Reclaim Our Green Future

We're as much at risk as our environment.

I come to this column as an almost-native Miamian, a hybrid of Cuban-American descent who has witnessed the transformation of Miami into a “world-class” metropolis, a moniker equal parts aspiration, transformation, and myth.

The 1970’s Miami in which I came of age was a low-scale affair. The streets were navigable, even at rush hour. The urban waterfront parks and green spaces -- the Bayfront Park of my youth -- were real parks, where families came to play or picnic, and not venues for mega concerts, raceways, or shopping centers.

Today’s mania for erecting urban high-rises and expanding unbridled sprawl into farmlands and wetlands couldn’t have been imagined. Neither could a future where public waterfront parks would be sold for museums or sports venues, or where the wilderness of sea and land that surrounds us could be threatened not just by external forces -- overbuilding or blasting coral reefs -- but by the internal corrosions of ocean acidification and pollution.

Miami is at a crossroads. Earth’s volatile climate could swallow our beloved city whole and reduce it to its limestone coral core. Or not. As one of the most at-risk global cities, the world watches to see how we’ll address these unprecedented challenges -- in our transit decisions, our land-use planning, and our potential to re-sculpt our landscape to capture rising seas.

Like all civilizations at a crossroads, we work among competing forces: those that seek to build at all costs and those desperately trying to preserve what little remains.

Yet even after a century of development, we’re a city existing in concert with the wilderness. Biscayne and Florida bays, the Atlantic Ocean, and the Everglades define our borders, and pockets of green space dot our metropolis. We share our home with fragile preserves and refuges that harbor the last remaining endangered and threatened species. This is what we must hang on to.

Already a new consciousness has risen from residents who recognize that even in an urban environment, there is a need for nature. Eco-swaths of green space are being reclaimed -- the campaign to rip up the dark stain of asphalt on Parcel B behind the AAA is one example. The fights to stop high-rises from looming over Greynolds Park in North Miami Beach or to prevent a theme park and Walmart-anchored shopping center from paving over a rare rockland pineland in South Dade are others.

And then there is my personal quest -- the decades-long struggle to preserve and protect the wilderness island of Virginia Key from commercial development.

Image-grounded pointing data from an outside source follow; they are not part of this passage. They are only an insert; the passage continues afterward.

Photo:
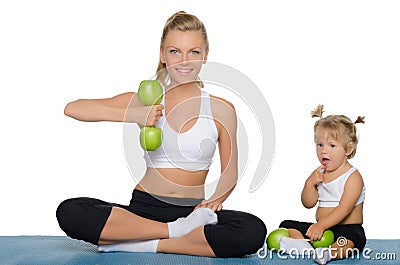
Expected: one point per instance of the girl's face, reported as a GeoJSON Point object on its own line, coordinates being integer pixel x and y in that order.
{"type": "Point", "coordinates": [331, 153]}
{"type": "Point", "coordinates": [183, 53]}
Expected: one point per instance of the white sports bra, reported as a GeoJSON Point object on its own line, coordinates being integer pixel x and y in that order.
{"type": "Point", "coordinates": [330, 193]}
{"type": "Point", "coordinates": [191, 150]}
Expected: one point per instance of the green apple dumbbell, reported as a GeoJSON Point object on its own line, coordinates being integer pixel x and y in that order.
{"type": "Point", "coordinates": [150, 93]}
{"type": "Point", "coordinates": [326, 240]}
{"type": "Point", "coordinates": [274, 238]}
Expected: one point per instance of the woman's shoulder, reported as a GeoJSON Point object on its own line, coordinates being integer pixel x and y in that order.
{"type": "Point", "coordinates": [221, 102]}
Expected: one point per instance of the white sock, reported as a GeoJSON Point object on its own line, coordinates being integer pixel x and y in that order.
{"type": "Point", "coordinates": [184, 225]}
{"type": "Point", "coordinates": [294, 246]}
{"type": "Point", "coordinates": [322, 255]}
{"type": "Point", "coordinates": [149, 245]}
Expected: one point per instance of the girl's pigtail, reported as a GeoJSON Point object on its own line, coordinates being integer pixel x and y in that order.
{"type": "Point", "coordinates": [360, 119]}
{"type": "Point", "coordinates": [318, 111]}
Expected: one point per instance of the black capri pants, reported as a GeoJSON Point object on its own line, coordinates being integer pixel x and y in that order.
{"type": "Point", "coordinates": [353, 232]}
{"type": "Point", "coordinates": [236, 234]}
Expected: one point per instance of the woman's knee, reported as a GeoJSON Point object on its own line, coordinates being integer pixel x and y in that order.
{"type": "Point", "coordinates": [244, 235]}
{"type": "Point", "coordinates": [83, 218]}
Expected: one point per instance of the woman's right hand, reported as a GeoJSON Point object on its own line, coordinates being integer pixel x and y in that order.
{"type": "Point", "coordinates": [141, 114]}
{"type": "Point", "coordinates": [146, 115]}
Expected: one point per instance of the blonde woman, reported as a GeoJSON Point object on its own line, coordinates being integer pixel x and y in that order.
{"type": "Point", "coordinates": [168, 211]}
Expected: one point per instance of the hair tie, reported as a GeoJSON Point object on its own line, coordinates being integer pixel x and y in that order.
{"type": "Point", "coordinates": [360, 119]}
{"type": "Point", "coordinates": [318, 111]}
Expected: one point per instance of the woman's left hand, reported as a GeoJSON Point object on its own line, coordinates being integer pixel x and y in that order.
{"type": "Point", "coordinates": [214, 205]}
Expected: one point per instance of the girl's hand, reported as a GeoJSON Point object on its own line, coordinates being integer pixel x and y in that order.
{"type": "Point", "coordinates": [315, 232]}
{"type": "Point", "coordinates": [317, 176]}
{"type": "Point", "coordinates": [214, 205]}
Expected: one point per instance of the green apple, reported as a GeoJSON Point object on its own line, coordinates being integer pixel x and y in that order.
{"type": "Point", "coordinates": [274, 238]}
{"type": "Point", "coordinates": [150, 138]}
{"type": "Point", "coordinates": [326, 240]}
{"type": "Point", "coordinates": [150, 92]}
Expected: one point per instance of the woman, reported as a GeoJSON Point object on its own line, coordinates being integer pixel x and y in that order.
{"type": "Point", "coordinates": [167, 212]}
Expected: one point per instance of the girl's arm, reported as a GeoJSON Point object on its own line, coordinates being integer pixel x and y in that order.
{"type": "Point", "coordinates": [226, 119]}
{"type": "Point", "coordinates": [309, 195]}
{"type": "Point", "coordinates": [352, 191]}
{"type": "Point", "coordinates": [121, 108]}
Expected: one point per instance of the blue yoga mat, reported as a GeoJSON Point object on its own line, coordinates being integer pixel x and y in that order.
{"type": "Point", "coordinates": [61, 250]}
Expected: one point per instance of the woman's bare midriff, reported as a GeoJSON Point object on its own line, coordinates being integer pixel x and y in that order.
{"type": "Point", "coordinates": [173, 182]}
{"type": "Point", "coordinates": [355, 217]}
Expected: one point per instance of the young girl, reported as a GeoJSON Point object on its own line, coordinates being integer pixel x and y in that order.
{"type": "Point", "coordinates": [337, 186]}
{"type": "Point", "coordinates": [168, 212]}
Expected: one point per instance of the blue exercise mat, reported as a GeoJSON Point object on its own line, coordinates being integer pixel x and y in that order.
{"type": "Point", "coordinates": [61, 250]}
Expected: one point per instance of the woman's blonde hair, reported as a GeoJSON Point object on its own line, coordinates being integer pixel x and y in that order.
{"type": "Point", "coordinates": [341, 127]}
{"type": "Point", "coordinates": [184, 22]}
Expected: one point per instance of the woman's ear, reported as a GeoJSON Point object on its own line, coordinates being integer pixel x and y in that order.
{"type": "Point", "coordinates": [162, 57]}
{"type": "Point", "coordinates": [205, 57]}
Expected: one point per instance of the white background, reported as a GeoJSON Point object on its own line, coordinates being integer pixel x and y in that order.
{"type": "Point", "coordinates": [343, 54]}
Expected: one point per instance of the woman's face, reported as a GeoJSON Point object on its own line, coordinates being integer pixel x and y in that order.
{"type": "Point", "coordinates": [183, 53]}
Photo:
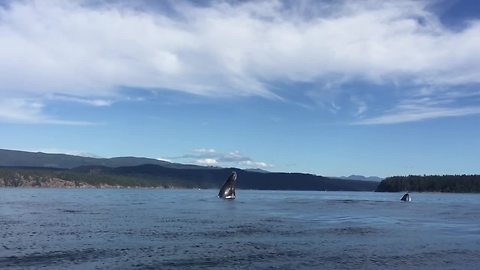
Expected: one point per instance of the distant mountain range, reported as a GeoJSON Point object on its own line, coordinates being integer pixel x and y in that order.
{"type": "Point", "coordinates": [21, 168]}
{"type": "Point", "coordinates": [361, 178]}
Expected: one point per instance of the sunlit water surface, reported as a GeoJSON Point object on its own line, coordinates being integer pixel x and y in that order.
{"type": "Point", "coordinates": [192, 229]}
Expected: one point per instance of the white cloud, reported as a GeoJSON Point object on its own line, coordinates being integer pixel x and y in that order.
{"type": "Point", "coordinates": [418, 114]}
{"type": "Point", "coordinates": [29, 112]}
{"type": "Point", "coordinates": [207, 161]}
{"type": "Point", "coordinates": [211, 157]}
{"type": "Point", "coordinates": [87, 52]}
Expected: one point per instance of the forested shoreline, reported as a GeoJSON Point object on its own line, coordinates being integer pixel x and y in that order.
{"type": "Point", "coordinates": [431, 183]}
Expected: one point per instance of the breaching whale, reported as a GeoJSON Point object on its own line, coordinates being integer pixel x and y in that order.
{"type": "Point", "coordinates": [228, 189]}
{"type": "Point", "coordinates": [406, 198]}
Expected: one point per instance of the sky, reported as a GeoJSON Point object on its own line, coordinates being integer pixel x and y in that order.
{"type": "Point", "coordinates": [332, 88]}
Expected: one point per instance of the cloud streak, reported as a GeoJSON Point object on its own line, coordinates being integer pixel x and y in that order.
{"type": "Point", "coordinates": [86, 53]}
{"type": "Point", "coordinates": [210, 157]}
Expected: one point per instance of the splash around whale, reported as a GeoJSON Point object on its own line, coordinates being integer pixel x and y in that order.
{"type": "Point", "coordinates": [227, 191]}
{"type": "Point", "coordinates": [406, 198]}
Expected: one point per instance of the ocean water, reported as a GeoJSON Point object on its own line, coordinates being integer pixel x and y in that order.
{"type": "Point", "coordinates": [193, 229]}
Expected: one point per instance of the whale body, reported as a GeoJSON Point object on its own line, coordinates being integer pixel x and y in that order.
{"type": "Point", "coordinates": [228, 189]}
{"type": "Point", "coordinates": [406, 198]}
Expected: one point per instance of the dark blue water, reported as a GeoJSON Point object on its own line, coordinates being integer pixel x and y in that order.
{"type": "Point", "coordinates": [192, 229]}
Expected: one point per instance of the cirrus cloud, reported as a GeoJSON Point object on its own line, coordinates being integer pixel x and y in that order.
{"type": "Point", "coordinates": [83, 52]}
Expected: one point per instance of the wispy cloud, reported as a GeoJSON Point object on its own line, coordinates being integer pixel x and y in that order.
{"type": "Point", "coordinates": [211, 157]}
{"type": "Point", "coordinates": [86, 52]}
{"type": "Point", "coordinates": [418, 114]}
{"type": "Point", "coordinates": [424, 106]}
{"type": "Point", "coordinates": [16, 110]}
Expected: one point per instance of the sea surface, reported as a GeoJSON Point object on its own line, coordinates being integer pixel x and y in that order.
{"type": "Point", "coordinates": [193, 229]}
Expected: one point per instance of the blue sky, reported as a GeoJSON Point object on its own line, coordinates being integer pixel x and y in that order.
{"type": "Point", "coordinates": [326, 87]}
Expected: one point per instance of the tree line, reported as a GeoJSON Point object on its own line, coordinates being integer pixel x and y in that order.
{"type": "Point", "coordinates": [431, 183]}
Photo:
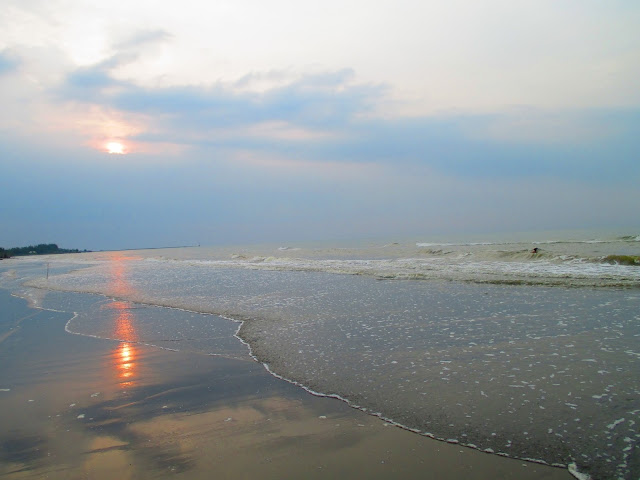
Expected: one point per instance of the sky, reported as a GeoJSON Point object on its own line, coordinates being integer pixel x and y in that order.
{"type": "Point", "coordinates": [154, 123]}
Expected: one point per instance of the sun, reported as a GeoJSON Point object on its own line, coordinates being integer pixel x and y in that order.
{"type": "Point", "coordinates": [115, 147]}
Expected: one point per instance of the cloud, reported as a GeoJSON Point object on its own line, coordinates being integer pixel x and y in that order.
{"type": "Point", "coordinates": [8, 62]}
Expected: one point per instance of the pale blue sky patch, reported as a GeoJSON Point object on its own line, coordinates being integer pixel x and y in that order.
{"type": "Point", "coordinates": [250, 121]}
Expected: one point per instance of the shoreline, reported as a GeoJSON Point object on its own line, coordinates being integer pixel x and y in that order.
{"type": "Point", "coordinates": [299, 433]}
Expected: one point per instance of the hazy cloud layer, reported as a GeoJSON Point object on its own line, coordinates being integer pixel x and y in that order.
{"type": "Point", "coordinates": [400, 130]}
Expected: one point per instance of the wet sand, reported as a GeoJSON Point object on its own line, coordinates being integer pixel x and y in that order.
{"type": "Point", "coordinates": [80, 407]}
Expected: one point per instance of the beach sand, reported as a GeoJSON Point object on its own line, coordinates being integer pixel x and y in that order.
{"type": "Point", "coordinates": [81, 407]}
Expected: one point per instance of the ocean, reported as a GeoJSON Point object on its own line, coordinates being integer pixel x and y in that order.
{"type": "Point", "coordinates": [475, 340]}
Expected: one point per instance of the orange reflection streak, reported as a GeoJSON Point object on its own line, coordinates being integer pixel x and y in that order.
{"type": "Point", "coordinates": [124, 358]}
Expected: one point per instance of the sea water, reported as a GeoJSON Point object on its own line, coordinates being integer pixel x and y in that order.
{"type": "Point", "coordinates": [476, 341]}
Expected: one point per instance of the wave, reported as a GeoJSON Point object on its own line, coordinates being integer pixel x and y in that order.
{"type": "Point", "coordinates": [500, 267]}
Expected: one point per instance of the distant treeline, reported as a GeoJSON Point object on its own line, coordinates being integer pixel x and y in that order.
{"type": "Point", "coordinates": [42, 249]}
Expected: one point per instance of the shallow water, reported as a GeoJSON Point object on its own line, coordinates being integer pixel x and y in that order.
{"type": "Point", "coordinates": [546, 370]}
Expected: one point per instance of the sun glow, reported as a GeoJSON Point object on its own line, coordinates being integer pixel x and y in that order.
{"type": "Point", "coordinates": [115, 147]}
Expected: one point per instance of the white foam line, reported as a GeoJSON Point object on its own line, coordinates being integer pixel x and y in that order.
{"type": "Point", "coordinates": [382, 417]}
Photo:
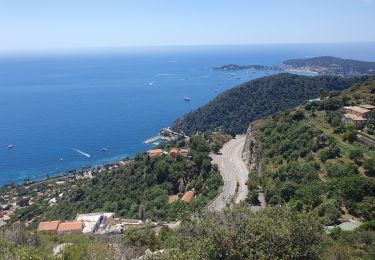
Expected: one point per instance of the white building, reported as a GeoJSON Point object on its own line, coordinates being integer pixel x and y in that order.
{"type": "Point", "coordinates": [94, 221]}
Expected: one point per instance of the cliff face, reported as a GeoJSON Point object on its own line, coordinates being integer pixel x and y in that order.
{"type": "Point", "coordinates": [250, 154]}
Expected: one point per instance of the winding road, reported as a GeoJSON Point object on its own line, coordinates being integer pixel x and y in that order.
{"type": "Point", "coordinates": [233, 171]}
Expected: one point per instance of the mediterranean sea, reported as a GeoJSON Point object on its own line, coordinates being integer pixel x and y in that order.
{"type": "Point", "coordinates": [59, 109]}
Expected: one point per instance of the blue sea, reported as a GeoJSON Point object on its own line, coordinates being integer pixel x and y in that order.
{"type": "Point", "coordinates": [54, 104]}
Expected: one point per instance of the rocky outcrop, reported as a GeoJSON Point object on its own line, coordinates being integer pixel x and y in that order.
{"type": "Point", "coordinates": [250, 153]}
{"type": "Point", "coordinates": [251, 157]}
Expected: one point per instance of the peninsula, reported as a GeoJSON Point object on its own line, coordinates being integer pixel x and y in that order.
{"type": "Point", "coordinates": [323, 66]}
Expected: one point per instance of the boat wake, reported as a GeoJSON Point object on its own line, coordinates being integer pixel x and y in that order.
{"type": "Point", "coordinates": [82, 153]}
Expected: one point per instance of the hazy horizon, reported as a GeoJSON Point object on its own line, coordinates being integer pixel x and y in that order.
{"type": "Point", "coordinates": [45, 25]}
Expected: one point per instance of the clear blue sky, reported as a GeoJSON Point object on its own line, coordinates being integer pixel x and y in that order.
{"type": "Point", "coordinates": [51, 24]}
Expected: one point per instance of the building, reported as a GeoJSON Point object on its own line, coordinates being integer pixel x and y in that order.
{"type": "Point", "coordinates": [155, 152]}
{"type": "Point", "coordinates": [94, 221]}
{"type": "Point", "coordinates": [188, 196]}
{"type": "Point", "coordinates": [357, 115]}
{"type": "Point", "coordinates": [70, 227]}
{"type": "Point", "coordinates": [49, 226]}
{"type": "Point", "coordinates": [173, 152]}
{"type": "Point", "coordinates": [360, 111]}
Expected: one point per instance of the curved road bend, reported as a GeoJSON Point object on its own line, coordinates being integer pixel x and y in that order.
{"type": "Point", "coordinates": [233, 170]}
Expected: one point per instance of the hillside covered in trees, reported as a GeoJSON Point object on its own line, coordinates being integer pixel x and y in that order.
{"type": "Point", "coordinates": [312, 162]}
{"type": "Point", "coordinates": [333, 66]}
{"type": "Point", "coordinates": [232, 110]}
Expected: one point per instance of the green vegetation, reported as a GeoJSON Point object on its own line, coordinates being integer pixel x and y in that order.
{"type": "Point", "coordinates": [313, 163]}
{"type": "Point", "coordinates": [237, 233]}
{"type": "Point", "coordinates": [144, 181]}
{"type": "Point", "coordinates": [233, 110]}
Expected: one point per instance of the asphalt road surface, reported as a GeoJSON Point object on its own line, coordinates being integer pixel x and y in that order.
{"type": "Point", "coordinates": [233, 170]}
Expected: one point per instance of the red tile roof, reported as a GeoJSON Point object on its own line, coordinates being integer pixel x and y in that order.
{"type": "Point", "coordinates": [173, 152]}
{"type": "Point", "coordinates": [49, 226]}
{"type": "Point", "coordinates": [187, 196]}
{"type": "Point", "coordinates": [155, 152]}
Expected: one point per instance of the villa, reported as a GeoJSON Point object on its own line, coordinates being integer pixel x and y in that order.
{"type": "Point", "coordinates": [357, 115]}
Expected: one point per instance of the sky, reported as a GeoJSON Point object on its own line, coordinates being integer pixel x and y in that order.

On Virginia Key, a 1000-acre Critical Wildlife Area remains the last refuge for numerous threatened and endangered species. The restored tropical hardwood hammock on the island harbors rare songbirds and migratory birds.

You would think the status as “last refuge” -- last hardwood hammock, last contiguous mangrove shoreline, last pineland preserve -- conveys special protection to these places. It does not.

On Virginia Key, City of Miami officials allowed the Miami Boat Show to replace fragile waterfront with asphalt, and dig up bay bottom in a protected cove for a marina. In South Dade, county officials are eager to develop the pinelands into a theme park, and a developer plans to build housing and shopping centers. Even the permitting agencies are oblivious to the end-of-nature realities, finding ways to allow ventures that should be off-limits.

Instead of restoring these special places and repairing the damage we’ve inflicted, we double down, as if we had an endless frontier to conquer for our own amusement and profit.

In Miami, much like in the rest of the world, our need to understand our obligation to nurture all life comes at a time when the very future of life on Earth is in question.

Can we not see our own deaths foretold in the thousands of whale and sea lion carcasses, the bodies of sea turtles deformed by our pollution, that wash up on our shores? Does it not register that we are equally at risk?

This year, 2016, may be our new Silent Spring. And Summer. And future. Or it may be the year we accept that we are not alone and learn to coexist. To survive in Miami, we must embrace our green heart.

In this “Going Green” column, I intend to give voice to the people entrenched in the fight for our area’s survival. And I hope to show how we can ensure that coming generations are able to enjoy Miami’s natural heritage. I also look forward to hearing your stories, concerns, the joy of successes, and the grief of failures, in our quest to reclaim Miami’s green future.

On a final note, I’m pleased to be given the opportunity to have this conversation with the community, and honored to continue the “Going Green” column from Jim Harper, a gifted writer and environmentalist who first introduced our community to Miami’s green heart.